TERRORISM THREAT

Uhuru meets security chiefs over election preparedness

Forum comes days after Matiang’i said the country is safe and ready to hold the polls

In Summary
  • Matiangí has blamed politicians giving out handouts for the violence witnessed so far in the country
  • Terrorism is still a threat to security in the country amid ongoing operations
Interior CS Fred Matiang'i addressing a press conference on Monday January 24- Cyrus Ombati
Interior CS Fred Matiang'i addressing a press conference on Monday January 24- Cyrus Ombati
Image: CYRUS OMBATI

President Uhuru Kenyatta will on Friday meet security chiefs to discuss the preparedness towards August elections.

The meeting at State House in Nairobi will bring together all regional police commanders, regional commissioners, intelligence officials and county commanders.

The meeting is expected to discuss the security situation in the country and the coming campaigns and elections.

The President wants to hear how prepared the team is ahead of the gruelling period amid growing terror attacks in parts of Lamu county.

Uhuru will then chair the National Security Council in another meeting on election preparedness.

The meeting comes days after Interior Cabinet Secretary Fred Matiang’i said the country is safe and ready to hold the polls.
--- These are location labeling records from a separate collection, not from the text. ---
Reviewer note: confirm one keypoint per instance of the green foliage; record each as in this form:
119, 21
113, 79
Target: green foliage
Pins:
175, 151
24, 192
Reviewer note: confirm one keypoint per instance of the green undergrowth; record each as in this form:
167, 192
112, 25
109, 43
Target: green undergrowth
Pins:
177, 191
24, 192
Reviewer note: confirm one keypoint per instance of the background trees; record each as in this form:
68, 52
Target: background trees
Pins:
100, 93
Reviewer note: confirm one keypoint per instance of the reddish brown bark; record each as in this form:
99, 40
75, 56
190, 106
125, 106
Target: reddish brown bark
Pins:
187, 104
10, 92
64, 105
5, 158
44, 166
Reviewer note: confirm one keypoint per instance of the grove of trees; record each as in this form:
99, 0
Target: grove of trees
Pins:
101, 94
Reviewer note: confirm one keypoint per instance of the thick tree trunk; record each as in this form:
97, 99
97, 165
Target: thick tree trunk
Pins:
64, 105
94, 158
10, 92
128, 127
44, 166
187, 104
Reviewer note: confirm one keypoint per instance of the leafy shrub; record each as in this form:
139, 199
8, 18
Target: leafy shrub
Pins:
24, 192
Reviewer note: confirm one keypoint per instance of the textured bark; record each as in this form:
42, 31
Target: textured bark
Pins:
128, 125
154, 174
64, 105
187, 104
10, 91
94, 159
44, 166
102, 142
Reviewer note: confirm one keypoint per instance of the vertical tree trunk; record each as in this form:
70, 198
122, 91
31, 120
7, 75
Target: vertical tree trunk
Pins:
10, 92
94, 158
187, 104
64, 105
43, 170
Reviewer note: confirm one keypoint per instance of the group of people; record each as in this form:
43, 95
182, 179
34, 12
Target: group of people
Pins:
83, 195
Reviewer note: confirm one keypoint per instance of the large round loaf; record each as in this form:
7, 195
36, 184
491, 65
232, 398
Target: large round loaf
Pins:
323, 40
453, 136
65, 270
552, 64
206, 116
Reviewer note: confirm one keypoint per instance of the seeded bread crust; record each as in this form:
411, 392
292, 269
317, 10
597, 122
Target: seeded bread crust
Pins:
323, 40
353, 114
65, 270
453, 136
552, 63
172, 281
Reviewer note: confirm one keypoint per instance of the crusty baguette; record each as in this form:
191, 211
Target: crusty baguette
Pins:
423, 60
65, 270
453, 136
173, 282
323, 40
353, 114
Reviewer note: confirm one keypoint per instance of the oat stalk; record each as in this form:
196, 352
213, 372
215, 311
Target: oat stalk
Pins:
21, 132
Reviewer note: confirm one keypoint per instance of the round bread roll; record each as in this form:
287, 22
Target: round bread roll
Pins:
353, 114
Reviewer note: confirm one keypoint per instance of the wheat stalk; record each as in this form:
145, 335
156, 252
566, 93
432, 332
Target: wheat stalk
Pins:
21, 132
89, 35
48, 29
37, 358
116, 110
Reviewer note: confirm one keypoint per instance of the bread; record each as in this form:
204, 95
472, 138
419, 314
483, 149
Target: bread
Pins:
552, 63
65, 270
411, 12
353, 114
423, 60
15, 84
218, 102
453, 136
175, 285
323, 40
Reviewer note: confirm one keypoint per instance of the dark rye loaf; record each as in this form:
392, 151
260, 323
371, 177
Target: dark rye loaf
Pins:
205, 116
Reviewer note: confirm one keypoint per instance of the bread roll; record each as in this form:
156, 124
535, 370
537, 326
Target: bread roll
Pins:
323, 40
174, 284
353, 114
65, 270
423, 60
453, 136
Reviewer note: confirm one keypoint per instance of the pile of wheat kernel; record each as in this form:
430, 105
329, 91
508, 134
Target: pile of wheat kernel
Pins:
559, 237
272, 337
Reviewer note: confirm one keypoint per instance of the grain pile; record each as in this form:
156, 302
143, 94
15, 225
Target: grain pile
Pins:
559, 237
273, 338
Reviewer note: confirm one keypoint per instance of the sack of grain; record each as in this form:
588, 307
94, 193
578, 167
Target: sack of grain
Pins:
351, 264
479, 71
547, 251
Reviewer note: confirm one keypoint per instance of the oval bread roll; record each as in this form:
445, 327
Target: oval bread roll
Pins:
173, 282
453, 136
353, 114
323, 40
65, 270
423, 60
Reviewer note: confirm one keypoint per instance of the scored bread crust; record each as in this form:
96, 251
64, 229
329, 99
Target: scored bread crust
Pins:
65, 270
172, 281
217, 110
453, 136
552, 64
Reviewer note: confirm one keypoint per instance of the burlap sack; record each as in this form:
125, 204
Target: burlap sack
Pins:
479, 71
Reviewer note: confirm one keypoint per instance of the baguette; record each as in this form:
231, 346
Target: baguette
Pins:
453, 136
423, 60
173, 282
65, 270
He said unlike the past when there were tribal groupings that were political, there is no such trend.

“We are ready for the elections so far. The police have presented their reports on the preparedness of the polls and we are content we are ready,” he said.

Matiang’i also said terrorism remains a threat in the country and urged the public to continue being vigilant.

“Don’t drop the guard. The threat is real and out there. We have disrupted many terror plans through public cooperation, but we urge for continued help to tame this problem,” he said.

The CS spoke after meeting a multi-agency team to discuss election preparedness in the country at the Kenya Institute of Curriculum Development on Monday.

He blamed bribery, handouts and unmet promises on electoral violence witnessed in parts of the country. 

The CS said there have been four incidents of violence in the past few months and they were all linked to handouts and unmet promises.

“It is not the job of police officers to mediate disputes of handouts or failed promises. Let us have decent campaigns and be responsible,” he said.

“The endemic false promise of money to the people, incredible amount of bribery and failing young people and sometimes mismanaging those organisations on the ground and causing conflict remain a challenge.”

He said the team will henceforth be meeting monthly to review the election preparations.

He said they will increase police deployments across the country.

Police in the past have been blamed for some of the violence witnessed in the country.

For instance, NPS was criticised for using extreme force on opposition supporters over the past four months leading to and after the 2017 general election.

There have also been concerns that some police officers are suffering from psycho-social issues, which are affecting the service’s image.

Some form of violence has accompanied almost every election in Kenya’s history, a pattern authorities want to end.

Areas deemed to be flashpoints for violence have been mapped and police will be ready to avert a repeat of 2007-08.

After the presidential result of the 2007 general election was disputed, violence erupted, leading to the death of more than 1,000 people. Many others were displaced.

An inquiry into the post-election violence pointed to the police as being ill-prepared, partisan and heavy-handed in trying to quell the chaos.

The police are using intelligence and preparing for various scenarios that could play out based on various stages in the exercise.